Hypertension et démence
Quel est le lien entre l’hypertension en général et la démence, ou ce qui se passe dans le cerveau lorsque l’on fait baisser la tension des patients hypertendus ? La matière grise et la matière blanche sont toutes deux considérées comme des facteurs potentiellement influençables. L’altération de ces deux substances est à son tour associée à la détérioration des fonctions cognitives [1], mais cela est également très controversé, du moins pour les “lésions de la matière blanche”. Selon le conférencier, de nombreuses personnes âgées présentent de telles lésions (qui dépendent aussi en partie de la pression artérielle), mais cela ne constitue pas un signe certain ou suffisant de démence vasculaire. Il y a certes une association, mais pas de causalité.
Les études ne sont pas claires
Dans une étude [2] de 2012, on est parti de l’hypothèse que la réduction du volume de la matière grise dans le cerveau pouvait être associée à l’hypertension. Le processus peut-il donc être influencé par un nouveau traitement antihypertenseur ? 41 patients (sans démence mais souffrant d’hypertension) ont été examinés sur une année de traitement. Les résultats ont été décevants – malgré une réduction réussie de la pression artérielle, la réduction du volume s’est poursuivie. Une récente revue de 155 travaux examinant les avantages et les inconvénients potentiels d’un traitement antihypertenseur chez les patients (déjà) atteints de démence est arrivée à la conclusion décevante qu’il n’existe pas de preuves solides dans l’un ou l’autre domaine [3]. Il n’a pas été possible de démontrer clairement les avantages ou les inconvénients du traitement antihypertenseur chez les personnes démentes.

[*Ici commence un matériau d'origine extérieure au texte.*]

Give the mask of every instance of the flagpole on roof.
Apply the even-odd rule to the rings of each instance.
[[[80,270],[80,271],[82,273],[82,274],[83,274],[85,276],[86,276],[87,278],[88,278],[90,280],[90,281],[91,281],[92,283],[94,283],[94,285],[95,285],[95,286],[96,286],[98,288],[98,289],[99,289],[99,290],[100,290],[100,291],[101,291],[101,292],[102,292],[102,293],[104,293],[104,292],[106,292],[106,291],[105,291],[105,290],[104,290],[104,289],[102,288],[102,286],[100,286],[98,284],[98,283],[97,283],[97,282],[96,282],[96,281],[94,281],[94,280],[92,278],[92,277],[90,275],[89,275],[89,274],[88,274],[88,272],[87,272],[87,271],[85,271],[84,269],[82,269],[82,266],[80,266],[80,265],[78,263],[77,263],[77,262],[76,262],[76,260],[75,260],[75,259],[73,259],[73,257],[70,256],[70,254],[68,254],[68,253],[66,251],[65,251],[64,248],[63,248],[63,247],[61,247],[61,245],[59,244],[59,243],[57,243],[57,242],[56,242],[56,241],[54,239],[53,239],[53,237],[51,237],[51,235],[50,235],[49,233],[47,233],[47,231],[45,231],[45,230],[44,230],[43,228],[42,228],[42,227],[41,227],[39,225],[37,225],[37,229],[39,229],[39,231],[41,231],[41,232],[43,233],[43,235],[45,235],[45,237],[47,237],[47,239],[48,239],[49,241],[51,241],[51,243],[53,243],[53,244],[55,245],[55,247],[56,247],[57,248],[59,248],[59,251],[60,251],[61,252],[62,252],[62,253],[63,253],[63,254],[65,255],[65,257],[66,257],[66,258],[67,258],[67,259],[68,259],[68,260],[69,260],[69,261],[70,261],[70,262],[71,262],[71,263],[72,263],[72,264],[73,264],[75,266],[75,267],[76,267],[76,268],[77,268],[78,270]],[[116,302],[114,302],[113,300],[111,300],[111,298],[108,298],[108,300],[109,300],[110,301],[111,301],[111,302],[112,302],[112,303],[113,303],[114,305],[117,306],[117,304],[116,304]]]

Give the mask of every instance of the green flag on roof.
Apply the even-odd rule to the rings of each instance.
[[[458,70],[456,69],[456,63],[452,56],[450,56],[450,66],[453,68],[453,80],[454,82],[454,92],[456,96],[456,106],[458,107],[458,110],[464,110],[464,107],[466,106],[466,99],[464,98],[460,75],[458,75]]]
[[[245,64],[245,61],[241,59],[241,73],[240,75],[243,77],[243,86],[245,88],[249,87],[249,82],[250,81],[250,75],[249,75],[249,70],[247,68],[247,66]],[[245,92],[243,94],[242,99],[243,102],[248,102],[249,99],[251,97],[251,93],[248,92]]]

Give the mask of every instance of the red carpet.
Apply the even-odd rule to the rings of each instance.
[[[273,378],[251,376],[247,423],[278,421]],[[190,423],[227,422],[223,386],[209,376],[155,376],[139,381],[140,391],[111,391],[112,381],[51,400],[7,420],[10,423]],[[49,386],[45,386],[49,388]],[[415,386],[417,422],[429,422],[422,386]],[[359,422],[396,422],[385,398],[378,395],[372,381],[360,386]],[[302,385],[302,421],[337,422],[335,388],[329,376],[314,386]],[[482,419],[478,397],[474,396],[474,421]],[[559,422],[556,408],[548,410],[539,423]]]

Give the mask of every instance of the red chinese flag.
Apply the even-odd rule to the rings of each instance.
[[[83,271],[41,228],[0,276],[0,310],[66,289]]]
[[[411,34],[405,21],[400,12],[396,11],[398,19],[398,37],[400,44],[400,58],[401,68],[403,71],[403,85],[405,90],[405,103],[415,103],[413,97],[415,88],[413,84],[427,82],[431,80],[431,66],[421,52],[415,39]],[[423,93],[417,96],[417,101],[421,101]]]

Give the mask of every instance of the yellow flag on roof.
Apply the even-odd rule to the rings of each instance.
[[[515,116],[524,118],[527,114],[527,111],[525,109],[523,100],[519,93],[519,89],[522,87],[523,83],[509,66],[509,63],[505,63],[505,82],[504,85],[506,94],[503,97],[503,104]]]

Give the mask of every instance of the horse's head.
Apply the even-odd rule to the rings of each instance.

“Si l’on passe en revue la littérature, le jugement est négatif. Les études longitudinales qui ont examiné le bénéfice d’un traitement antihypertenseur sur les paramètres cognitifs ne sont pas homogènes : trois ont des résultats tendanciellement positifs (SYST-EUR, PROGRESS, HOPE), quatre ont des résultats tendanciellement négatifs (MRC, SHEP, SCOPE, HYVET-COG). En conclusion, le rôle du traitement antihypertenseur dans l’arrêt ou la prévention des troubles cognitifs semble plutôt insignifiant, ou du moins ne peut pas être évalué de manière définitive jusqu’à présent. En l’état actuel des connaissances, on peut dire que l’hypertension doit bien sûr être traitée, mais que cela ne protège pas de la démence”, conclut-il.
Que disent les lignes directrices ?
Les directives ESH/ESC de 2013 sur la prise en charge de l’hypertension indiquent que, bien que l’on sache que les lésions de la matière blanche sont associées à un risque accru de troubles cognitifs et de démence, il existe peu d’informations sur la manière dont un traitement antihypertenseur peut influencer cette évolution.
Source : “Hypertonie et démence”, présentation au Prevention Summit, 11 septembre 2014, Zurich
Littérature :
- Longstreth WT, et al : Clinical correlates of white matter findings on cranial magnetic resonance imaging of 3301 elderly people. L’étude sur la santé cardiovasculaire. Stroke 1996 Aug ; 27(8) : 1274-1282.
- Jennings JR, et al : La matière grise régionale diminue chez les individus hypertendus malgré une réduction réussie de la pression artérielle. J Hum Hypertens 2012 May ; 26(5) : 295-305.
- Van der Wardt V, et al : Traitement antihypertenseur chez les personnes atteintes de démence. J Am Med Dir Assoc 2014 Sep ; 15(9) : 620-629.